FORT WORTH - Thursday night's WFAA profile is Fort Worth mayoral candidate Jim Lane. The 66-year-old is a lawyer and six-term former city council member.
He believes the city should revisit rules governing urban drilling. He says he supports rail and streetcars as long as they serve all parts of the city, and he backs the Trinity River Vision, but wants to cap city dollars at $26 million already appropriated.
A visit to his law office is a lesson in Fort Worth history. It’s full of western memorabilia, with longhorn hides on the old wood floors.
"A lot of tribes use this,” he said holding a hooked stick wrapped in an animal pelt. “But this was made by the Comanches for me."
Every politician has talking points. Lane has a talking stick.
"Whoever has the stick can talk,” he said. “Whoever doesn't have the stick can listen. I use it all the time in meetings here."
He said he figures the stick would come in handy at city hall. Lane's law office reflects his Native American heritage and interests.He has Cherokee on his dad's side and is cowboy to the bone.
"I've been here a long time now,” he drawled, leaning across a desk that came out of the exchange building in the stockyards. “I grew up in Fort Worth. My daddy taught school here. My grandparents lived on the north side here."
Lane's boots and white hat are a fixture at the courthouse downtown. He works in an old house on the north side, which is where he also lives in an old house.
"112 years old,” he said of the house. “And my little boy is 4-years-old and he's fluent in Spanish."

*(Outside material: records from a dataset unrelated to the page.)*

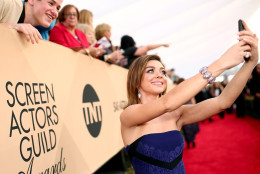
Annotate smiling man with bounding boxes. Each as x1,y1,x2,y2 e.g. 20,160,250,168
0,0,63,43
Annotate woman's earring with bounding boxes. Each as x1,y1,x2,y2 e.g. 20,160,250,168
138,90,141,100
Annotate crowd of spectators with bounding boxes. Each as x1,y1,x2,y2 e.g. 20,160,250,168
0,0,169,67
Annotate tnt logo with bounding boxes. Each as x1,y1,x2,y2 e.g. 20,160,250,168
82,84,102,137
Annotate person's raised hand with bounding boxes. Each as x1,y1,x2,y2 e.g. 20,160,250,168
237,20,258,64
110,50,125,64
97,47,106,57
163,44,170,47
218,21,258,70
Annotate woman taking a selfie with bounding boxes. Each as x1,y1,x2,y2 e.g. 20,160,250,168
120,20,258,173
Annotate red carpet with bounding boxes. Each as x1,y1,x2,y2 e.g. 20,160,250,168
183,113,260,174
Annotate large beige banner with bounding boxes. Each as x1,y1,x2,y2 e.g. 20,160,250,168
0,25,128,173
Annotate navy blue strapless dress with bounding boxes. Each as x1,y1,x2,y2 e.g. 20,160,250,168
125,130,186,174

Lane and his wife adopted Jake as a baby. The red-haired boy and fair-skinned parents attend a black Baptist Church on the north side.
"This is a minority majority city now, and if you don't teach your children to live in the community they're being raised in, they're not going to be successful," he said.
He spent 12 years on the Fort Worth City Council pushing for a daily cattle drive, the speedway and the Cats baseball team.
As a young Army lawyer, he defended two soldiers accused in the My Lai massacre in Vietnam. Ever since, Lane has been defending Fort Worth's roots.